Com relação à plateia servir como termômetro, ela acredita que de fato o público de Belo Horizonte é exigente e a aprovação a um espetáculo sempre reverbera positivamente no restante do país. “Acredito que temos, sim, uma plateia muito crítica, que até aplaude, porque é polida, mas que não desdobra fácil um espetáculo se não tiver sido do agrado dela.”

BOCA A BOCA

Jéssica Santiago, diretora de produção da Cia. Teatro Independente, do Rio de Janeiro, que estreou na última sexta-feira em BH o espetáculo “Pá de cal (Ray-lux)”, com dramaturgia inédita do premiado autor Jô Bilac, e que segue em cartaz no CCBB-BH até 15 de novembro, considera que o movimento contrário também acontece. 

“Aqui os espetáculos que cumprem temporada podem, eventualmente, começar com menos plateia, mas, se as pessoas gostam, o boca a boca é muito forte, então, com certeza, é um termômetro maravilhoso. A gente vai chegar ao Rio mais confiante”, diz, sobre o próximo destino do espetáculo.

Ela diz que a estreia foi ótima, o que representa um estímulo para o restante da temporada. “Foi lindo, muito emocionante voltar depois de todo esse tempo. O público estava ótimo, em termos de quantidade e também no sentido de estar dentro, de curtir. A gente confia no espetáculo, mas ter aquela plateia ali reafirmou esse sentimento. E não é uma plateia de amigos, porque quando a gente está na nossa cidade tem uma estreia para convidados. Em outra cidade, as pessoas compram o ingresso para assistir. Então foi bem feliz para a gente”, diz.

Assim como Luciana, da Fundação Clóvis Salgado, Sandra Campos, gestora de ação cultural do Cine Theatro Brasil Vallourec, também acredita que a diversidade de bons equipamentos culturais é um importante atrativo para a estreia de produções. 

“Belo Horizonte conta com importantes espaços, uma rede de museus, centros culturais, teatros e casas especializadas em grandes eventos. A maioria dos espaços culturais de BH está bem equipada para receber esses eventos e isso é fator importante para despertar o interesse dos produtores”, afirma.

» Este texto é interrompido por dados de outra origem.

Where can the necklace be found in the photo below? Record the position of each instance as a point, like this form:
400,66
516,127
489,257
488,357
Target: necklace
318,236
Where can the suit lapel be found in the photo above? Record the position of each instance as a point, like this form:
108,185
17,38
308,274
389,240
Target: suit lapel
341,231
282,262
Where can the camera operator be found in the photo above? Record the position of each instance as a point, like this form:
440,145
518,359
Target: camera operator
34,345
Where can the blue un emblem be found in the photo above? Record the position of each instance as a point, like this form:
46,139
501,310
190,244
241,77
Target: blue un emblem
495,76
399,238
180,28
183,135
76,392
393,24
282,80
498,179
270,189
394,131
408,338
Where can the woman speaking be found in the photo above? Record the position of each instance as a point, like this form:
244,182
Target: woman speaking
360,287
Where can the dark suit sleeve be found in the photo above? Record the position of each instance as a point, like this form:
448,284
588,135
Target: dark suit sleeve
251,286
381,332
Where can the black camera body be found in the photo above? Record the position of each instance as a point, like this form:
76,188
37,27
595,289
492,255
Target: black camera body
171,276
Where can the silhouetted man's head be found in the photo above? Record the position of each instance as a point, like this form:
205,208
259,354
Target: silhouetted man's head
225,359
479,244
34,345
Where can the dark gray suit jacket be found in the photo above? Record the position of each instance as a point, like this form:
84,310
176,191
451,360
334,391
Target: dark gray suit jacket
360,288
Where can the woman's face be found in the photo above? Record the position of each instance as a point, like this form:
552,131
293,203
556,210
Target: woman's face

Ela enfatiza a importância da formação de público, o que passa pela consolidação de uma agenda de programação. “O Cine Theatro Brasil Vallourec tem realizado projetos nesse campo e oferecido uma programação que busca, continuamente, atrair o público para o teatro, além de contribuir com a apreciação do melhor da arte por parte dos frequentadores.”

QUESTÃO GEOGRÁFICA

Para Tom Cavalcante, a questão geográfica teve um peso importante na escolha de Belo Horizonte para estrear o espetáculo “Todos os Toms”, em que imita nomes consagrados da música nacional e internacional, como Elvis Presley, Sandy, Tim Maia, Roberto Carlos, João Gilberto e outros ícones. 

“Na reorganização de uma agenda que estava interrompida há dois anos, constavam algumas cidades, dentre elas Belo Horizonte. Achei uma boa ideia recomeçar por um lugar onde me sinto tão bem e que é próximo a São Paulo”, diz.

O reencontro feliz com o público que ele projetava efetivamente aconteceu, conforme diz. “Minha expectativa de ser recebido calorosamente estava certa. Eu me apresentei, nestes dois dias (sexta e sábado passados), para plateias que estavam ávidas por rir, interagir e sonhar um pouco nesse novo ciclo que se inicia para ambos, artista e público”, diz.